Daniel Pratt is one of six Autauga County schools involved in AMSTI, the state-sponsored Alabama Math Science and Technology Initiative designed to better prepare students for a high-technology world.

Participating teachers attend two weeks of training during the summer, for which they receive a minimal stipend. They return to their classrooms armed with boxes of materials to create activities – such as wiring the miniature house – for their students.

The content of those boxes is valued at $1,200 to $1,500 each, yet there is no cost to individual school systems. That’s a winning proposition, says Greg Faulkner, superintendent of Autauga County Schools. He also praises the free teacher training.

“That gives the teachers more buy-in because they had fun learning it,” he explains.

He should know – he has attended the training himself. Also, his wife, Cathy Faulkner, who teaches third grade at Prattville Elementary School, is using AMSTI for the third year.

“She’s having a ball with it,” he says.

Faulkner has nothing but kudos for AMSTI’s interactive approach to learning.
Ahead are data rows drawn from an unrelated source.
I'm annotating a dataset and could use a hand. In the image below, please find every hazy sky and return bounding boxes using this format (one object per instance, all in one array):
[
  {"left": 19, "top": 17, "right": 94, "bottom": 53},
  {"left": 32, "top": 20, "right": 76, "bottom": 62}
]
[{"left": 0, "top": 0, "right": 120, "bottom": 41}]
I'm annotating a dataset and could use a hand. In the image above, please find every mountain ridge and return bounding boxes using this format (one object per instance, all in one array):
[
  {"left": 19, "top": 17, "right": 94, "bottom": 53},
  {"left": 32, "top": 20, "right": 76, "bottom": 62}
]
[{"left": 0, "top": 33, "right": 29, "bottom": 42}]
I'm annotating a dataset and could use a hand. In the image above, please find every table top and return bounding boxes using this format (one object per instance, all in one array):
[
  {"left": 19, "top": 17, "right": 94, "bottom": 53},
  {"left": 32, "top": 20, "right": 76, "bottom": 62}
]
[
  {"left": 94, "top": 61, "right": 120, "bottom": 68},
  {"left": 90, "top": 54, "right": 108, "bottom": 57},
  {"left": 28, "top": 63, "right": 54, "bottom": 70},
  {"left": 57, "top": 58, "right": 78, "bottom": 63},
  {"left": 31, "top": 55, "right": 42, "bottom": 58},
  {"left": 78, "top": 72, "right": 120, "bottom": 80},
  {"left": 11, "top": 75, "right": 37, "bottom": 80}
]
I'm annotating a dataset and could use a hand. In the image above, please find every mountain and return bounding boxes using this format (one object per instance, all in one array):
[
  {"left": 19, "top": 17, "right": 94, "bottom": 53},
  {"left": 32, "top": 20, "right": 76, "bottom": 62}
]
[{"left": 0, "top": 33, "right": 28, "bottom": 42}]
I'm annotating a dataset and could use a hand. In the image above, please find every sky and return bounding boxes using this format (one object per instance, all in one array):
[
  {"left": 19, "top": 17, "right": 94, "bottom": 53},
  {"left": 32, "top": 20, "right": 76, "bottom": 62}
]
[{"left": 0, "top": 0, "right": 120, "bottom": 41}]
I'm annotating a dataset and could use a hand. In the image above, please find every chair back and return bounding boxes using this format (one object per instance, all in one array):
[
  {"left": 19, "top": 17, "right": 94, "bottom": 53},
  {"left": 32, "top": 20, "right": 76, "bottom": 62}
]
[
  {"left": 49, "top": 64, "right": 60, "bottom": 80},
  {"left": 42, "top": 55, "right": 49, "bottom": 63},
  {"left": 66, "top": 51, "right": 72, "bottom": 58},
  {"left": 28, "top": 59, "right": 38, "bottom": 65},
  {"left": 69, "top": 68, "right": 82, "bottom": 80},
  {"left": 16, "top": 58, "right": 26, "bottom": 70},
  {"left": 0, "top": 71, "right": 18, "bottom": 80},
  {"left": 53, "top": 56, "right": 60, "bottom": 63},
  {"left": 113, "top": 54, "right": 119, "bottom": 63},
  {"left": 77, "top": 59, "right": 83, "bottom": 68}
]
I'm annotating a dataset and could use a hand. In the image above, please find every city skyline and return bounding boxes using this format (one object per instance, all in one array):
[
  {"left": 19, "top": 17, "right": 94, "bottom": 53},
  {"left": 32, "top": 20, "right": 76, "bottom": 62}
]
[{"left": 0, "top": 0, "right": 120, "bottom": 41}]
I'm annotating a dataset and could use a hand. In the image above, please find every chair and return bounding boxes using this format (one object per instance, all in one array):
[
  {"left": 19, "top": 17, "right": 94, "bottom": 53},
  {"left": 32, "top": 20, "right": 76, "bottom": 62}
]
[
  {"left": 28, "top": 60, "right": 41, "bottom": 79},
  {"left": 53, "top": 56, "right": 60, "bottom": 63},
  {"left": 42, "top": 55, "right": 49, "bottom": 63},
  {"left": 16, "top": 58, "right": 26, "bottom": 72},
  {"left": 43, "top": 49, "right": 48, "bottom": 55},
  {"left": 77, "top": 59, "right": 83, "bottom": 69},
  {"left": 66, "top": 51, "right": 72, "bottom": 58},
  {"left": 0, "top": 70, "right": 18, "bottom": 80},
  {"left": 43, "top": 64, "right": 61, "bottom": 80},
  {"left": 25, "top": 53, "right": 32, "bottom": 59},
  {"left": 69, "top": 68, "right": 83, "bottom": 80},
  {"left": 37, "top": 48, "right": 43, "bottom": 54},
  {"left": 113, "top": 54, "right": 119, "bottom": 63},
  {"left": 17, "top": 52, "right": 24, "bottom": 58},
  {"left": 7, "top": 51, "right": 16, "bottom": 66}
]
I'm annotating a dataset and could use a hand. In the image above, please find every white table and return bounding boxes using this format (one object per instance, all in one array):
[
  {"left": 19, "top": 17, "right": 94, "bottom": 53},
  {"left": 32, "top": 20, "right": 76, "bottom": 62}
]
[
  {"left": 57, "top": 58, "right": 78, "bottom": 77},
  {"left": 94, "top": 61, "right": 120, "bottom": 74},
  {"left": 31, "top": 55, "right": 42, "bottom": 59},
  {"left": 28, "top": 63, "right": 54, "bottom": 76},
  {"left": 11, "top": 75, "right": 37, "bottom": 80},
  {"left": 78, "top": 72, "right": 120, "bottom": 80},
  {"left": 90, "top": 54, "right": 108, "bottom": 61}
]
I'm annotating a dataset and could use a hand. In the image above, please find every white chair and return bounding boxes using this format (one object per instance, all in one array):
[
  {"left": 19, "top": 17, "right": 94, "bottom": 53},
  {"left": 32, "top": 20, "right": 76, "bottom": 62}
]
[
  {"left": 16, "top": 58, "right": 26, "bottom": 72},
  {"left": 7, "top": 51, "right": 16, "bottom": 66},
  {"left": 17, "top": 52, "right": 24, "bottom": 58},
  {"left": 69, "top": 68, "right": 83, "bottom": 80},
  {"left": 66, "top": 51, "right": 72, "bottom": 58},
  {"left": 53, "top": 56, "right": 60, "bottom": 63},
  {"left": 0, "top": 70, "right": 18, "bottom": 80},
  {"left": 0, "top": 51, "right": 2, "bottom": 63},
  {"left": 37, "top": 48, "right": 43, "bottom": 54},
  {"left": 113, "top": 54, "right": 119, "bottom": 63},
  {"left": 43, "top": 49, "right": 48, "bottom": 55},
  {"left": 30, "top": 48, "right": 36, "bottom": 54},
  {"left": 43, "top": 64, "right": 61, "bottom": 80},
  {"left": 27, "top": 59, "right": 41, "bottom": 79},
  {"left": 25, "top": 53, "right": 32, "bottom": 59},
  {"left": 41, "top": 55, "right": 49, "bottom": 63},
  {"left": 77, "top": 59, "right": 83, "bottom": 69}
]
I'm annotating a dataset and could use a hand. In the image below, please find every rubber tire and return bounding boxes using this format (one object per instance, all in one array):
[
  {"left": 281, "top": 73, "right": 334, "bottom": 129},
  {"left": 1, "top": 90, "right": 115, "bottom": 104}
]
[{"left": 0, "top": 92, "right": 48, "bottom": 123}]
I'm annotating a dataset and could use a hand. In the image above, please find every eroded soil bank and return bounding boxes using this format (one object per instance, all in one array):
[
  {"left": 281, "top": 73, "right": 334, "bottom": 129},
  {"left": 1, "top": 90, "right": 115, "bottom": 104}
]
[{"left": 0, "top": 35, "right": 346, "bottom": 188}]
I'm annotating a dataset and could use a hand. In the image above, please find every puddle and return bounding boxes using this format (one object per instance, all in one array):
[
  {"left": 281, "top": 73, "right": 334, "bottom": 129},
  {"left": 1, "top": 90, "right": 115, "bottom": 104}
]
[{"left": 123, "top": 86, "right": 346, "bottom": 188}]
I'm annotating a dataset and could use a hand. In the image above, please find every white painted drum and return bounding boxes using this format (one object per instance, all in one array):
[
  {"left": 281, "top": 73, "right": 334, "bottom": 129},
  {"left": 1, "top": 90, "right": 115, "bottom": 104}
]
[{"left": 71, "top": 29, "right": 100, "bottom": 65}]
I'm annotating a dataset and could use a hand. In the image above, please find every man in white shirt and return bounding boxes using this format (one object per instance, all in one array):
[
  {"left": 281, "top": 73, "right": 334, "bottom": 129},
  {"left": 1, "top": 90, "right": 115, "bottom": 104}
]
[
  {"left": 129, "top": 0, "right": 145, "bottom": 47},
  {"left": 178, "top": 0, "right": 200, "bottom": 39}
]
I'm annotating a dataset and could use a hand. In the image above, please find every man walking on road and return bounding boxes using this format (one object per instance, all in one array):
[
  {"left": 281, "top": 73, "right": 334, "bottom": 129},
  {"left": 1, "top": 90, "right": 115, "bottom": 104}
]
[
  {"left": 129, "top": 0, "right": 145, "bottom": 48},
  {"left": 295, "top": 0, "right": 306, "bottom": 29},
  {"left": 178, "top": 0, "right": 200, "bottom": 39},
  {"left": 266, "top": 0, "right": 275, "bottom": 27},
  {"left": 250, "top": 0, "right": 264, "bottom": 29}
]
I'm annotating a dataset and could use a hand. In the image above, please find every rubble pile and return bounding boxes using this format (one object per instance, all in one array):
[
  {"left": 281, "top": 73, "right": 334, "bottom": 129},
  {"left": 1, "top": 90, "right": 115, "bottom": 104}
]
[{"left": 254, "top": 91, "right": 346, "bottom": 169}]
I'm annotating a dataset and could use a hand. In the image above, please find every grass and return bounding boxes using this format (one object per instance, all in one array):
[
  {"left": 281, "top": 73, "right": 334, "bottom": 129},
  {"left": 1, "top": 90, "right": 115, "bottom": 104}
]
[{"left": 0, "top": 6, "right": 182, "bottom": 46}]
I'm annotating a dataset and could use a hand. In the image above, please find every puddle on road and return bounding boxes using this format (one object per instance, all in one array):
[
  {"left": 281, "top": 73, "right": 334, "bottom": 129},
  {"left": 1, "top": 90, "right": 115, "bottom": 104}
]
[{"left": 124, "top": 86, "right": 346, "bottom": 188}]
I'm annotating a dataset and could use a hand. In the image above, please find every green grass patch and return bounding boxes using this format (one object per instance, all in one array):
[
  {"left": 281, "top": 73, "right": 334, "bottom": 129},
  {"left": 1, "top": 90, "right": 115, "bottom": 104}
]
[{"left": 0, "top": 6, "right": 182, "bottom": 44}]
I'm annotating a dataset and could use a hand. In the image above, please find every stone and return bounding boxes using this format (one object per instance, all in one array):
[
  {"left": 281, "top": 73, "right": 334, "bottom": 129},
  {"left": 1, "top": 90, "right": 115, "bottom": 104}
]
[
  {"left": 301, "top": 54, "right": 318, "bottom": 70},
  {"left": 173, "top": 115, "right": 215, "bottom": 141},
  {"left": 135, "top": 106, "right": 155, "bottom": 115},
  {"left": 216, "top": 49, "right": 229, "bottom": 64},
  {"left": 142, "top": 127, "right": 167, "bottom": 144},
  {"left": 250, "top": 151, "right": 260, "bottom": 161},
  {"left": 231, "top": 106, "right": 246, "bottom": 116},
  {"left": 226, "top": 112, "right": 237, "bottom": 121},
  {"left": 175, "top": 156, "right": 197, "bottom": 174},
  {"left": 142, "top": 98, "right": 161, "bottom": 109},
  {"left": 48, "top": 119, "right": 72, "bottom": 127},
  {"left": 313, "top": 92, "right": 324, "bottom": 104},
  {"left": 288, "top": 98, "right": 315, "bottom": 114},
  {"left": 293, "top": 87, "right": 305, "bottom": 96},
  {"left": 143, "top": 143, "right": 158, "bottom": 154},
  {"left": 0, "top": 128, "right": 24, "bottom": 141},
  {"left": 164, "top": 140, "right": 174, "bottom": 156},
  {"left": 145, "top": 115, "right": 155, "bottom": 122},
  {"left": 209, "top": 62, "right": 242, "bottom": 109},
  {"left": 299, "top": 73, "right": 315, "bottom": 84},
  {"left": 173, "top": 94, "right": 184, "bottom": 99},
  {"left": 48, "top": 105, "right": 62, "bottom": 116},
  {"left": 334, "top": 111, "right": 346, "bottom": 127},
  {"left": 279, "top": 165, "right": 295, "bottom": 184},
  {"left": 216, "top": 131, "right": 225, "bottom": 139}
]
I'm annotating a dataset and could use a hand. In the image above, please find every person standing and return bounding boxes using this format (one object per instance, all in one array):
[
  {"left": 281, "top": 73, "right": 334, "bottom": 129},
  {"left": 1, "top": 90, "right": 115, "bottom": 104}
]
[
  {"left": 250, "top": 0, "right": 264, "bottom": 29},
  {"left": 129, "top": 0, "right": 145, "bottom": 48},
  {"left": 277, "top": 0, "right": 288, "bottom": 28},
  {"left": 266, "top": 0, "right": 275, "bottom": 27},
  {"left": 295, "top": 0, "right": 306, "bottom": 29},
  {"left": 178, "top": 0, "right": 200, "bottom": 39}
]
“When you would go into classrooms of old, you would see desks lined up in straight rows and everybody sitting behind a desk and the teacher at the chalkboard,” he says. “Well, the children of today are no longer learning as well from that lecture approach. They are more multifaceted and more hands-on.” The idea behind AMSTI is to put children in groups and encourage them to tackle a project together, sharing the responsibilities and taking turns performing the different tasks required.

Barrett, a 19-year classroom veteran who has been using AMSTI’s math and science components since 2004, says one of the most rewarding aspects of the AMSTI approach is watching students who haven’t excelled academically in the past blossom.

“They’re showing other students how to do something, and I’m sitting there amazed at what I’m seeing,” she says. Once those students gain a little confidence, she adds, many go on to improve in other subjects because they know they can succeed.

And scores are up on tests and state achievement assessments, Faulkner says – proof that AMSTI is more effectively teaching math and science principles.